Language support & character set standards: how do foundries label their Latin-based products today?

Clients often ask me what languages are covered by most professional fonts and I still have to tell them that there’s no simple answer. A good foundry clearly illustrates each font’s support, but a lack of a standard makes it difficult to compare between foundries. 

There are Unicode standards and character encodings, but most font makers offer products that cover sets of languages somewhere between ASCII/Basic Latin, Latin Extended A, and full Unicode.

Is it fair to say most font makers now use the labels “Basic Latin” and “Latin Extended” to describe their Latin-based character sets? How standardized are those sets? What is your favorite reference for those sets that explain to the average human which languages are covered?


    the labels “Basic Latin” and “Latin Extended”
    These terms have lost what meaning they had several years ago.  I don't know if they indeed have any value other than causing confusion.  Lists of covered languages is more telling but much longer to spell out.  The "Pro" term likewise has outlived its usefulness. Perhaps if there were true and universally accepted standard labels, it would be better.  God help us if we try to agree on what that is though!
    Even if we use a percent of all Latin languages covered figure [YourFont 90%], a user would want to know what languages were there.
    I'm confused by the coverage of Latin Extended as well, being that one foundry will list Latin Extended with language support for about 59 languages, but another foundry with the same glyph set (basically Latin Extended-A) will support more than 140 languages? What am I missing here, it's the exact same glyph set.
  • I don’t label my fonts with any character set because there are enough labels out there to be confusing. I put a complete character set in the PDF specimen, and my newer stuff includes a list of languages I know are supported by that character set. Although I don’t pad my list with different versions of Norwegian, mutually intelligible dialects, constructed languages, and politically disputed names of languages.

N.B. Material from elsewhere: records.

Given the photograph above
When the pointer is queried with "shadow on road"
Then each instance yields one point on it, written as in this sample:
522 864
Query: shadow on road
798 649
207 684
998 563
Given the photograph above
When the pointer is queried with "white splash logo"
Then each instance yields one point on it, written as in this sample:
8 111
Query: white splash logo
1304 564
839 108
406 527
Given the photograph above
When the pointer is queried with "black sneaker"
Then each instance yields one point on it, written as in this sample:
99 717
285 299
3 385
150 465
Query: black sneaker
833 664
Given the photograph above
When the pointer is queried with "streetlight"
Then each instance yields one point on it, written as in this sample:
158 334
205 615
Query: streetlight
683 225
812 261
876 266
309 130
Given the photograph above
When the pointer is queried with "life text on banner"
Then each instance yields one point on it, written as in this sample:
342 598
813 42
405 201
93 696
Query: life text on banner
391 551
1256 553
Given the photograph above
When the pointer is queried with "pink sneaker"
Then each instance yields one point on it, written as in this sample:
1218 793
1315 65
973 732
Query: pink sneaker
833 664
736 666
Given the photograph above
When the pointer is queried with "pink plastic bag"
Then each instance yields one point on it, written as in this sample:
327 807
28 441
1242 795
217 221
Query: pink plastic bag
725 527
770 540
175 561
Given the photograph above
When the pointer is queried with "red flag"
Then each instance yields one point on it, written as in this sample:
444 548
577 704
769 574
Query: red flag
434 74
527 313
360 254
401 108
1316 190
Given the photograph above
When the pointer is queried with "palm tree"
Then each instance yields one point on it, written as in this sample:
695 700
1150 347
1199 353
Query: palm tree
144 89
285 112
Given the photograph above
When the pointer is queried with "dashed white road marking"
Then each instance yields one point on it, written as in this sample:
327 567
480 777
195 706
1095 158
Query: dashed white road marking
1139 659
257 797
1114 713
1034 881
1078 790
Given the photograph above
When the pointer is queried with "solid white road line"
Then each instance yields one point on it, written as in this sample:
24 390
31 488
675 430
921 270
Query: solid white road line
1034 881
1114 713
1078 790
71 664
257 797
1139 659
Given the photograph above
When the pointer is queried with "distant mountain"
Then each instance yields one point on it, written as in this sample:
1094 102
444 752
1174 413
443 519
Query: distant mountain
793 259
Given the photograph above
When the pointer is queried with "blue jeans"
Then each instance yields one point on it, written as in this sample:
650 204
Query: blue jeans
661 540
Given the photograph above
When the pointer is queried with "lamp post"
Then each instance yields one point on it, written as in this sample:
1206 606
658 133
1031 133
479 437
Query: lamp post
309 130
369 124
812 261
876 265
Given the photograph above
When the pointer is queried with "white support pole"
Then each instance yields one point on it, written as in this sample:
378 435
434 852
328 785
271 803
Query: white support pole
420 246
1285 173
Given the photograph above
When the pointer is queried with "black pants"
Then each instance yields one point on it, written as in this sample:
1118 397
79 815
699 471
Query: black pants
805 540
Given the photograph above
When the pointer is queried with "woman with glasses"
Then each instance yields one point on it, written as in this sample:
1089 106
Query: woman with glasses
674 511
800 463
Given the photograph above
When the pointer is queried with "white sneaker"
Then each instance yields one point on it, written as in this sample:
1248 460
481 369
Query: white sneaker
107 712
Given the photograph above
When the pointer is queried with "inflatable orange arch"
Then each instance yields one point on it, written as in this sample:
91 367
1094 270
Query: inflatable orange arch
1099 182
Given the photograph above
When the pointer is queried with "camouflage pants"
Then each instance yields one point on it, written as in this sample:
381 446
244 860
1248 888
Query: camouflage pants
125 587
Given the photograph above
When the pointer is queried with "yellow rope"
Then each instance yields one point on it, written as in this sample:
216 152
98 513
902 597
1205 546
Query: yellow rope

    Even better, all of my vendors will display a dump or the character set and/or have a type tester that supports diacritical marks. So designers can look this up themselves. Which is something they should be able to learn in about five minutes—it’s not hard to look up a language on Omniglot or Wikipedia and see what letters it uses. This would probably be a good topic for a Typographica article. World languages are fun stuff, and designers would probably be happy to know that one doesn’t need a degree in linguistics to look this stuff up.
  • Ray LarabieRay Larabie Posts: 1,059
    Fontspring has a system that displays most of the languages covers under the tech specs tab. It seems to scan for minimum character sets for each language rather than using codepage flags. For example: it can differentiate between a few Greek symbols for mathematics and a proper, usable Greek set.
  • There are other standardized character sets. For instance, my Cormorant family covers Adobe Latin 4:

  • Trying to be as brief and clear as I can be when writing, I most often describe Latin faces as covering Western and Central European languages / just one or both; And beyond that by scripts covered. It’s a little sloppy, but as we’ve discussed here there’s no perfect solution. FontShop’s family pages do list the languages covered by a given family, which I think gives as specific an answer as is needed.
  • With web fonts, I think you cannot any longer claim to support a language unless you offer mark features. 

    Do browsers automatically (and reliably) build accented letters on the fly?
    Browser support for combining mark sequences should be pretty reliable because the layout engines all the major browsers use support GPOS mark positioning.
    If only Google Fonts served from the CDN weren't stripped of GPOS... Google Chrome is actually monkey-patching this as it substitutes precomposed glyphs on the fly, even if the font doesn't. Firefox reveals the ugly truth (about both GF and Google Translate in this case):

  • We provide a list of the languages supported on the theory that will make more sense to end users.
  • I agree to the notion that it is tricky to give the long answer on the matter, because a common understanding of the underlying definitions – does hardly exist. Fontspring lists e.g. Arapaho, Cebuano, Gilbertese and Warlpiri for some of my fonts, how useful is that? I don’t know.
    In order to find a brief answer: I tend to label my fonts with “complete Euro-Latin”. Not that any official definition about the meaning of Euro-Latin existed, but I hope it gives people a sort of sensible clue about the font will be running for all romanic, germanic, gaelic, slavic, finno-ugric and baltic as well as Turk languages – nearly everything which is likely to occur in a European context. By which label I imply, admittedly, also the usage scope of most (large) American languages. Since these are basically English, French, Spanish and Portugese, I usually don’t mention “American” explicitly, I’m not aware that anyone does.
    Vietnamese, however (this corresponds to this earlier discussion) is another matter. As well as Azeri (geographically Asian but linguistically a branch of the Euro-related Turk complex) and the indigenious American languages which require special attention in some respect.
    I know my view of this is somewhat Euro-centric. What I’m not convinced of is (in my opinion) the completely outdated labeling by “Western” and “Eastern” or “Central European”, I see no point in splitting the Latin realm by those categories.
    I also think that, for a truely global mastering more insights about concepts from Asia, Africa and the Americas would be welcome. The other discussion (see link above) is now 5 years old, little seems to have been moving since then.